On November 1, 2017, more Rohingya Muslims fled from Myanmar to Bangladesh to join the estimated 700,000 already sheltering there. (Bernat Armangue/AP Photo/file)

Myanmar budgets for fence to keep Rohingya out

While Canada’s special envoy has urged Myanmar to allow the safe return of hundreds of thousands of Rohingya refugees, Myanmar has approved about $15 million to build a fence and other projects on the border through which they fled. About 700,000 Rohingya fled murder, rape and unspeakable violence to Bangladesh  where UNICEF is warning the coming cyclone season is likely to cause floods engulfing “the fragile and insanitary camps.”

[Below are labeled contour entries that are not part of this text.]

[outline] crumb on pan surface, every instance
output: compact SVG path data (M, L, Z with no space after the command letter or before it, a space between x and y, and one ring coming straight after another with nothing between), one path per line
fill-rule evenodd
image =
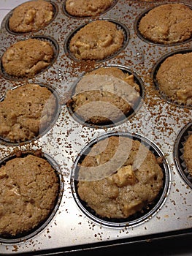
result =
M156 74L160 91L180 104L192 105L192 53L177 53L164 61Z
M127 218L153 203L163 187L163 171L138 140L123 138L119 145L118 137L106 140L94 145L80 164L78 195L100 217Z
M53 17L51 3L30 1L16 7L9 20L9 29L14 32L31 32L44 28Z
M74 34L69 50L80 60L102 60L120 50L123 40L123 31L115 23L94 20Z
M36 156L16 157L0 167L0 235L20 235L53 210L58 179L50 163Z
M158 6L141 18L139 31L157 43L183 42L191 37L192 10L183 4Z
M139 92L133 75L117 67L99 67L77 84L69 103L83 120L101 124L127 115L138 102Z
M184 161L187 169L192 176L192 135L191 135L184 144Z
M66 0L66 10L76 17L98 15L108 9L114 0Z
M31 78L47 67L53 56L50 42L31 38L9 47L2 56L2 66L9 75Z
M7 91L0 102L0 137L10 142L31 140L53 118L56 99L46 87L30 83Z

The United Nations calls the Rohingya’s situation the “world’s fastest growing refugee crisis.” (Dar Yasin/AP Photo/Sept. 18, 2017)

Rohingya villages have been flattened

Meanwhile, Associated Press released aerial photos showing dozens of empty villages and hamlets in Rakhine state that have been bulldozed by Myanmar authorities. The villages were set ablaze after security forces drove multitudes of ethnic Rohingya into exile. The Rohingya are seen as illegal immigrants from Bangladesh even though they have been in Myanmar for generations. They are so reviled that their name is not spoken even among the highest officials.

The United Nations has described military actions against the Rohingya  as a “textbook example of ethnic cleansing.”

View from above is called ‘deeply chilling’

Canada named former political leader Bob Rae as a special envoy and sent him to the area to investigate the humanitarian crisis. He met with leader Aung San Suu Kyi and found her resisting calls for an international investigation.

The Globe and Mail reported that after flying over Rakhine state in a helicopter, Rae said seeing “many, many burnt-out villages and destroyed villages and villages in which there’s no sign of human activity whatsoever is—to put it mildly—sobering and …deeply chilling.”

Rae is expected to deliver a final report to Canada’s Parliament in the coming weeks.